Use Stripe if you need control
Stripe wins when you want cleaner subscription billing, better pricing experiments, stronger affiliate logic, or direct ownership of checkout and post-purchase flows.
PayPal can lift buyer trust and wallet conversion for some audiences. Stripe gives you tighter control over checkout logic, subscriptions, affiliates, and the post-purchase flow. Your margin math is wrong if you compare PayPal vs Stripe fees using only the headline processor rate and skip refunds, discounting, support overhead, and delivery cost.
Using current US headline rates from the official pricing pages: Stripe domestic cards at 2.9% + $0.30 and PayPal Checkout at 3.49% + $0.49.
That gap is only the processor line item.
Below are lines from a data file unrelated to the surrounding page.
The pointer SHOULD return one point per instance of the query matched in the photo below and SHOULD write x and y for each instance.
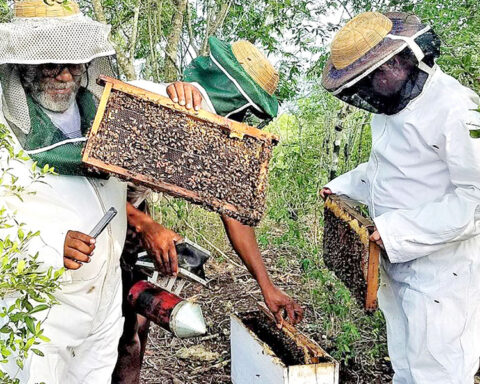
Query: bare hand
(278, 302)
(185, 94)
(324, 193)
(77, 249)
(375, 236)
(160, 244)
Once you add VAT, coupons, refund reserve, product cost, and support time, the platform choice becomes a fuller margin decision.
Stripe wins when you want cleaner subscription billing, better pricing experiments, stronger affiliate logic, or direct ownership of checkout and post-purchase flows.
PayPal wins when your audience already expects it and the faster checkout meaningfully raises completed purchases enough to offset the extra fee drag.
Offer both when you can, then compare actual take rate, refund rate, and support load. The right answer is not the posted fee table. It is which path leaves more money after the full stack hits the sale.
PayPal wins when faster buyer recognition matters more than deeper checkout control. If your audience already trusts PayPal, the conversion lift can offset some fee pressure.
Stripe wins when you want cleaner subscription billing, better pricing experiments, or direct ownership of the checkout and post-purchase flow. That control matters once you start testing bundles, coupons, and lifecycle automation.
Run your actual digital-product scenario through the calculator before you decide. Compare the resulting net profit, break-even price, and target-margin price against whatever conversion or trust advantage you think PayPal adds.